European Commission Betrays Internet Users By Cravenly Introducing Huge Loophole For Copyright Companies In Upload Filter Guidance
from the over-to-you,-CJEU dept
As a recent Techdirt article noted, the European Commission was obliged to issue “guidance” on how to implement the infamous Article 17 upload filters required by the EU’s Copyright Directive. It delayed doing so, evidently hoping that the adviser to the EU’s top court, the Court of Justice of the European Union (CJEU), would release his opinion on Poland’s attempt to get Article 17 struck down before the European Commission revealed its one-sided advice. That little gambit failed when the Advocate General announced that he would publish his opinion after the deadline for the release of the guidance. The European Commission has finally provided its advisory document on Article 17 and, as expected, it contains a real stinker of an idea. The best analysis of what the Commission has done, and why it is so disgraceful comes from Julia Reda and Paul Keller on the Kluwer Copyright Blog. Although Article 17 effectively made upload filters mandatory, it also included some (weak) protections for users, to allow people to upload copyright material for legal uses such as memes, parody, criticism etc. without being blocked. The copyright industry naturally hates any protections for users, and has persuaded the European Commission to eviscerate them:
According to the final guidance, rightholders can easily circumvent the principle that automatic blocking should be limited to manifestly infringing uses by “earmarking” content the “unauthorised online availability of which could cause significant economic harm to them” when requesting the blocking of those works. Uploads that include protected content thus “earmarked” do not benefit from the ex-ante protections for likely legitimate uses. The guidance does not establish any qualitative or quantitative requirements for rightholders to earmark their content. The mechanism is not limited to specific types of works, categories of rightholders, release windows, or any other objective criteria that could limit the application of this loophole.

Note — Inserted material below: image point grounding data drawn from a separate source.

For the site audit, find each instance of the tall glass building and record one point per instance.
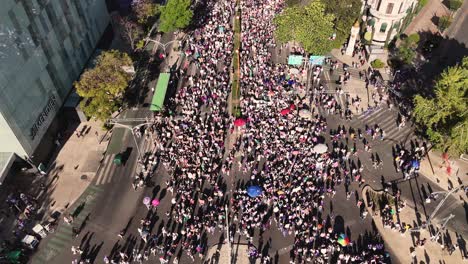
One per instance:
(44, 46)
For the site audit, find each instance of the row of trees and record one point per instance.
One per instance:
(146, 17)
(103, 87)
(319, 26)
(446, 115)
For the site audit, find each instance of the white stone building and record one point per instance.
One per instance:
(385, 17)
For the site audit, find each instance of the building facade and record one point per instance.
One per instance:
(44, 46)
(384, 18)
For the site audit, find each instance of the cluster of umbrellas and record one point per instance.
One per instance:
(147, 201)
(240, 122)
(343, 240)
(254, 191)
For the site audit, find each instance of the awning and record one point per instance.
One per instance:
(157, 104)
(6, 160)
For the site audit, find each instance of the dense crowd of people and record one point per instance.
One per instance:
(276, 148)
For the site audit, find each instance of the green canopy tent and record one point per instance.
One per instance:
(295, 60)
(157, 104)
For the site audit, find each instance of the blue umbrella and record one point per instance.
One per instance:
(254, 191)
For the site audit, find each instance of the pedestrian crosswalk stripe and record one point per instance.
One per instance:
(373, 116)
(39, 258)
(107, 165)
(95, 188)
(63, 236)
(387, 123)
(83, 214)
(406, 134)
(57, 243)
(392, 132)
(105, 171)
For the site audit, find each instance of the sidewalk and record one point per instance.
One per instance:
(403, 244)
(423, 22)
(355, 87)
(220, 254)
(445, 174)
(74, 167)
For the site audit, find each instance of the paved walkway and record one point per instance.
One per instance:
(424, 21)
(75, 166)
(404, 244)
(220, 254)
(446, 173)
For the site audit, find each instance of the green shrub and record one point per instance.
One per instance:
(455, 4)
(444, 23)
(413, 38)
(422, 3)
(377, 64)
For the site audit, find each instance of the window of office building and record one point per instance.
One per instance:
(389, 8)
(383, 27)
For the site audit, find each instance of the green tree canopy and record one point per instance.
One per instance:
(346, 13)
(103, 86)
(309, 25)
(175, 15)
(145, 11)
(446, 115)
(407, 49)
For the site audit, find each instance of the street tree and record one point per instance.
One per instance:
(131, 31)
(407, 49)
(446, 115)
(145, 11)
(175, 15)
(103, 86)
(309, 25)
(346, 13)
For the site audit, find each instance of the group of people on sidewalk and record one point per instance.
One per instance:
(277, 149)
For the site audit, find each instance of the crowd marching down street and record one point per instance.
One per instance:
(278, 146)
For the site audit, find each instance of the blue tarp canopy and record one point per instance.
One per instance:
(254, 191)
(295, 60)
(316, 60)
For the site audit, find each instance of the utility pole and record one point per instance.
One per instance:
(115, 122)
(436, 236)
(227, 234)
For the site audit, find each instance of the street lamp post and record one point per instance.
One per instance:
(133, 133)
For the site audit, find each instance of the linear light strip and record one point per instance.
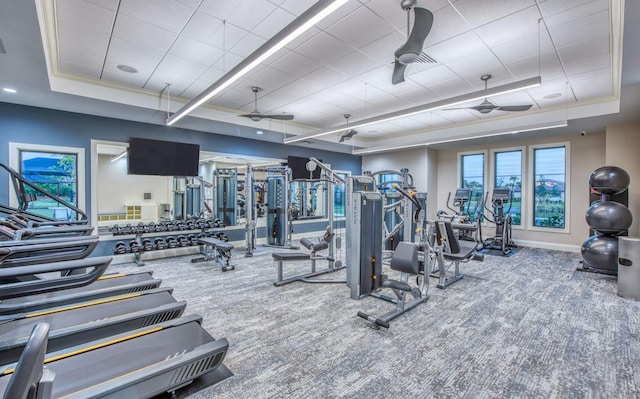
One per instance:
(375, 150)
(306, 20)
(494, 91)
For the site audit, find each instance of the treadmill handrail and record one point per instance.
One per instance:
(98, 264)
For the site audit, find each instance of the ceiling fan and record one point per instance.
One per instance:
(257, 116)
(411, 51)
(349, 133)
(487, 106)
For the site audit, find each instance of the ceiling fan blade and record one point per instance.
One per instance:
(514, 108)
(398, 73)
(411, 50)
(280, 117)
(253, 116)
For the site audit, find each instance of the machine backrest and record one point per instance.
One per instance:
(26, 377)
(405, 258)
(445, 229)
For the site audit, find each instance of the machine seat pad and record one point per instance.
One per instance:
(214, 242)
(314, 246)
(396, 285)
(467, 249)
(290, 256)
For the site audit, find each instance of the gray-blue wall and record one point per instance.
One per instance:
(32, 125)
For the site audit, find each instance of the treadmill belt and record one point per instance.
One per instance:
(144, 300)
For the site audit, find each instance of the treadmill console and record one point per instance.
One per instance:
(501, 194)
(462, 194)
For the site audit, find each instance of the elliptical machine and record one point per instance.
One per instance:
(502, 240)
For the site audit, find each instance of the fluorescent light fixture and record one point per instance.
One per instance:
(448, 102)
(306, 20)
(530, 128)
(119, 156)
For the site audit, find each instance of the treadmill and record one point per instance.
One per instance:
(137, 364)
(44, 250)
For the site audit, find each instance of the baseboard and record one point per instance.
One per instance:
(548, 245)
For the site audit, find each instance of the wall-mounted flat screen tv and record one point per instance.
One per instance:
(298, 166)
(162, 158)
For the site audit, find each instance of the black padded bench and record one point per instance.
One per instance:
(215, 249)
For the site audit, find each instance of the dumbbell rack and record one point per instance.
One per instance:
(137, 247)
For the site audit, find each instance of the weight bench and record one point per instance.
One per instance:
(405, 260)
(450, 249)
(313, 245)
(215, 249)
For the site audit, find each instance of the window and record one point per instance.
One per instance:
(550, 186)
(57, 170)
(508, 173)
(472, 176)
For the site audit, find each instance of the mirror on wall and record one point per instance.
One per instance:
(219, 191)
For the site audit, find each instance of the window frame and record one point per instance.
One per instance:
(485, 177)
(523, 178)
(567, 188)
(14, 162)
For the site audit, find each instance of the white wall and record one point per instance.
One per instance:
(623, 150)
(116, 188)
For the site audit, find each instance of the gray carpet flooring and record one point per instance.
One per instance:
(527, 326)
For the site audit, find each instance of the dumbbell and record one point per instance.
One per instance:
(147, 245)
(171, 242)
(134, 246)
(120, 248)
(160, 243)
(183, 241)
(193, 239)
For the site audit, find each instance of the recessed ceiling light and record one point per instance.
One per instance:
(127, 68)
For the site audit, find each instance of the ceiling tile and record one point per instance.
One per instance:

The requirements that copyright companies must meet are so weak that it is probably inevitable that they will claim most uploads “could cause significant economic harm”, and should therefore be earmarked. Here’s what happens then: before it can be posted online, every earmarked upload requires a “rapid” human review of whether it is infringing or not. Leaving aside the fact that it is very hard for legal judgements to be both “rapid” and correct, there’s also the problem that copyright companies will earmark millions of uploads (just look at DMCA notices), making it infeasible to carry out proper review. But the European Commission also says that if online platforms fail to carry out a human review of everything that is earmarked, and allow some unchecked items to be posted, they will lose their liability protection:
this means that service providers face the risk of losing the liability protections afforded to them by art. 17(4) unless they apply ex-ante human review to all uploads earmarked by rightholders as merely having the potential to “cause significant economic harm”. This imposes a heavy burden on platform operators. Under these conditions rational service providers will have to revert to automatically blocking all uploads containing earmarked content at upload. The scenario described in the guidance is therefore identical to an implementation without safeguards: Platforms have no other choice but to block every upload that contains parts of a work that rightholders have told them is highly valuable.
Thus the already unsatisfactory user rights contained in Article 17 are rendered null and void because of the impossibility of following the European Commission’s new guidance. That’s evidently the result of recent lobbying from the copyright companies, since none of this was present in previous drafts of the guidance. Not content with making obligatory the upload filters that they swore would not be required, copyright maximalists now want to take away what few protections remain for users, thus ensuring that practically all legal uses of copyright material — including memes — are likely to be automatically blocked.
The Kluwer Copyright blog post points out that this approach was not at all necessary. As Techdirt reported a couple of weeks ago, Germany has managed to come up with an implementation of Article 17 that preserves most user rights, even if it is by no means perfect. The European Commission, by contrast, has cravenly given what the copyright industry has demanded, and effectively stripped out those rights. But this cowardly move may backfire. Reda and Keller explain:
the Commission does not provide any justification or rationale why users’ fundamental rights do not apply in situations where rightholders claim that there is the potential for them to suffer significant economic harm. It’s hard to imagine that the CJEU will consider that the version of the guidance published today provides meaningful protection for users’ rights when it has to determine the compliance of the directive with fundamental rights [in the case brought by Poland]. The Commission appears to be acutely aware of this as well and so it has wisely included the following disclaimer in the introductory section of the guidance (emphasis ours):
“The judgment of the Court of Justice of the European Union in the case C-401/192 will have implications for the implementation by the Member States of Article 17 and for the guidance. The guidance may need to be reviewed following that judgment“.
In the end this may turn out to be the most meaningful sentence in the entire guidance.
It would be a fitting punishment for betraying the 450 million citizens the European Commission is supposed to serve, but rarely does, if this final overreach causes upload filters to be thrown out completely.